“En Cambiemos te podes pelear con Macri pero no con Marcos Peña”, afirma un conocedor de la interna del PRO, aunque en realidad, cuando habla del jefe de Gabinete, se refiere a la Jefatura de Gabinete, compuesta por el tridente que lidera Peña junto con Gustavo Lopetegui y Mario Quintana.
Ellos tres son Macri, son su voz y su brazo ejecutor, son, en una sola triada, todos sus ministros. La jefatura de Gabinete barrió a Alfonso Prat Gay por su insubordinación y sus constantes desafíos, como cuando faltaba a las reuniones de Gabinete en las que no estaba Macri; y decidía entonces mandar a su segundo, Pedro Lacoste. Su pretensión de autonomía le costó el cargo, al igual que a Carlos Melconian.
El ex titular del Banco Nación venía acompañando a Mauricio Macri desde hace más de una década, su largo recorrido y su línea directa con el mandatario le otorgaban a Melconian la posibilidad de moverse por fuera del esquema de riguroso control que aplican Peña, Quintana y Lopetegui, los cuales dieron una muestra más de su autoridad y lo reemplazaron por Javier González Fraga.

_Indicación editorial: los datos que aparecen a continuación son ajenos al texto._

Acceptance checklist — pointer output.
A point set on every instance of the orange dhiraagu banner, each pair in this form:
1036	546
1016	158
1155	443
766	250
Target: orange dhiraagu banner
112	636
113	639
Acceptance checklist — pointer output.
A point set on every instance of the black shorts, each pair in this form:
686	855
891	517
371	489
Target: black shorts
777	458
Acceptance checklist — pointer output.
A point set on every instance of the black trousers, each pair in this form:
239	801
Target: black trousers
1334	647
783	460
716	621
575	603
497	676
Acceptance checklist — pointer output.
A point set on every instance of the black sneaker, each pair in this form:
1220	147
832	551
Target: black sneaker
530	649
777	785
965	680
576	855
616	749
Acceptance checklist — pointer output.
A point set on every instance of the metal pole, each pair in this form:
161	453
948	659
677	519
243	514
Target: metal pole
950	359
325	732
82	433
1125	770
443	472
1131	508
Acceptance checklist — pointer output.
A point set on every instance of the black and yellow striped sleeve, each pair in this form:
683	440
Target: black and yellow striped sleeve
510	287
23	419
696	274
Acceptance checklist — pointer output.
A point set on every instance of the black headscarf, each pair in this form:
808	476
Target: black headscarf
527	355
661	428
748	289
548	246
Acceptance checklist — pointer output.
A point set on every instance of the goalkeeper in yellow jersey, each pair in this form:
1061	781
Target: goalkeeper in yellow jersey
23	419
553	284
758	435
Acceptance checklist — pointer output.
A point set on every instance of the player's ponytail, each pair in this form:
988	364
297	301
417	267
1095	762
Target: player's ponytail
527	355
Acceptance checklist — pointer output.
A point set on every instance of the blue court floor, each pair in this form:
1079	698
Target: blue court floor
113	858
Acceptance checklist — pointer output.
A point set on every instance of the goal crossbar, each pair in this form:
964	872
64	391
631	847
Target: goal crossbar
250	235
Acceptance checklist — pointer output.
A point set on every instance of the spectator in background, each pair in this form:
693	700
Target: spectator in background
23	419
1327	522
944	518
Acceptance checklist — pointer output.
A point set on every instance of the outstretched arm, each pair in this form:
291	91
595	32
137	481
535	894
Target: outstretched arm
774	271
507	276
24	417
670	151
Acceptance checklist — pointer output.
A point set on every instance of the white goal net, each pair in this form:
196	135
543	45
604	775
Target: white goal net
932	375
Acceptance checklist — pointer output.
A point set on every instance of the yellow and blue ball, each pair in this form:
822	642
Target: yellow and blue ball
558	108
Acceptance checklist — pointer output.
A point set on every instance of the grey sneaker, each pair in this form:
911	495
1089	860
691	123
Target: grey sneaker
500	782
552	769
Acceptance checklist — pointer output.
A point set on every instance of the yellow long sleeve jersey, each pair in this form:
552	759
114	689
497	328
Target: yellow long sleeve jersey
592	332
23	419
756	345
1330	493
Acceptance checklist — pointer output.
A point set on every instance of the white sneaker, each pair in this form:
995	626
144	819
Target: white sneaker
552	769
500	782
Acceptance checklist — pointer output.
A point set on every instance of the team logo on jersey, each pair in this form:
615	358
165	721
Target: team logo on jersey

Las tensiones fueron aumentando desde fines del año pasado, cuando el economista fue obligado a reportar a Quintana los movimientos diarios del banco, cuando antes lo hacía directamente con Macri. Incluso Melconian puso cierta resistencia a que el Banco Nación financiara al Tesoro Nacional con unos $70.000 millones de una letra intransferible.
Con esa guerra ya declarada, Melconian se había permitido incluso cuestionar públicamente el rumbo de la economía, llegando a reclamar por el crecimiento del déficit fiscal y el nivel de endeudamiento, sumado a eso, su falta de sintonía con la coordinación interministerial sellaron su salida.